If that works we can then assume its purely a file permission issue. U can check/test that by opening a shell inside the docker container and doing investigation from their.
If from the container shell u have perm issues then u will probably need to use the docker parameter to specify the user id of the container to match that of ur host or alternativly set the filesystem to match that of the container (this will lock u out of ur servers user access to the filesystem as u will no longer be owner).
If the container shell has perms to do shit in the mounted volume then it's a samba config issue.

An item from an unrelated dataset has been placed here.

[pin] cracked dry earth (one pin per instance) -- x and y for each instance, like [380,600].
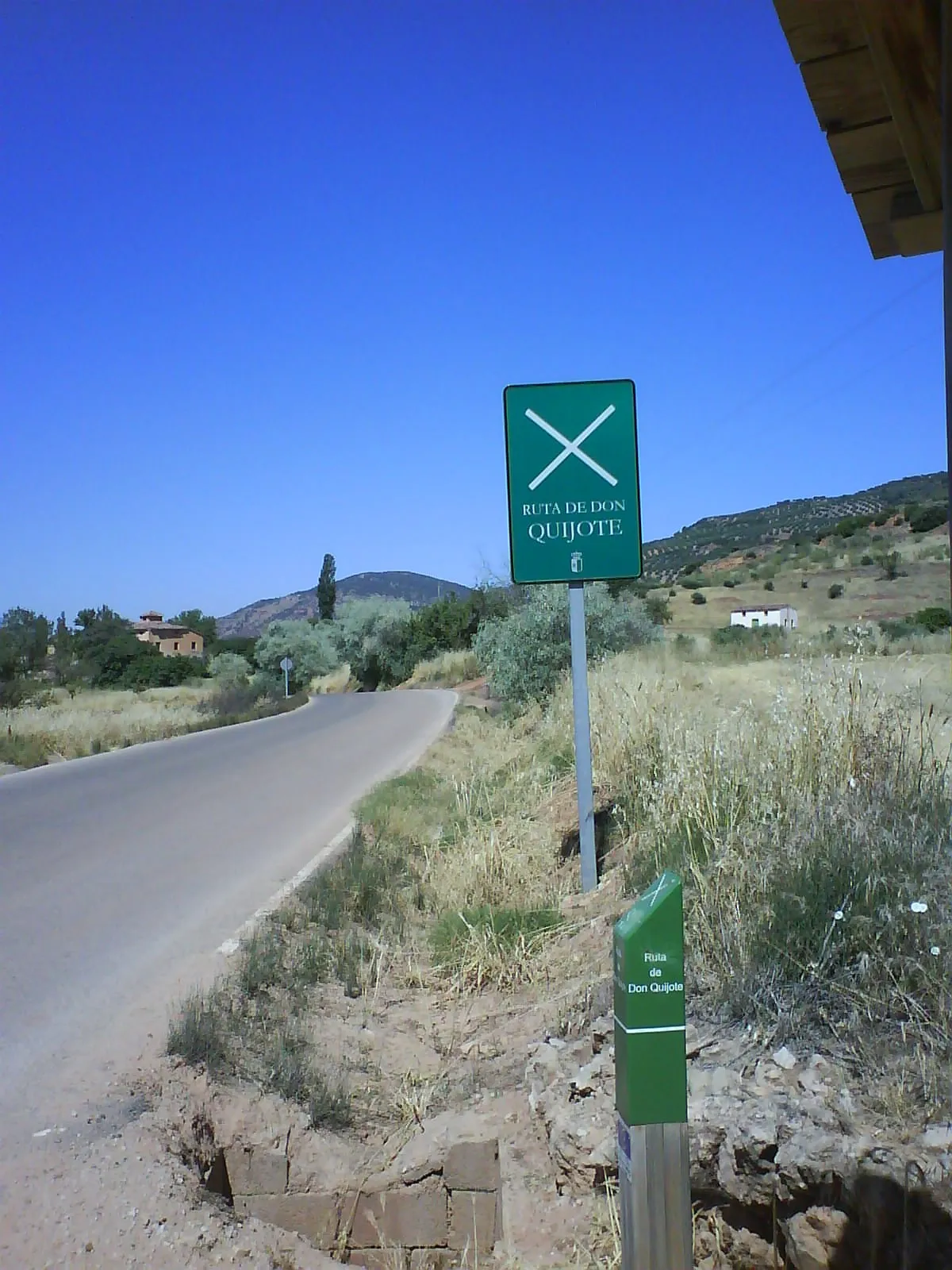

I've never done it myself but I've heard that samba is a bitch to configure.
Does the docker user have permission to that folder?
How do I tell? In the docker-compose.yml file I put the user and password for my server user. I thought that was going to make it work?
In case you haven't realized, the user and pass in the docker compose are for setting the user/pass that you will enter on windows to access the share. It doesn't have to be the same as the Linux server user account - though mine is the same because it's easier to remember.
That's the old style of doing things.
These days everything is set via extended attributes.
I did the same. Not because I knew, but because I was unsure if permissions would fail if I didn't.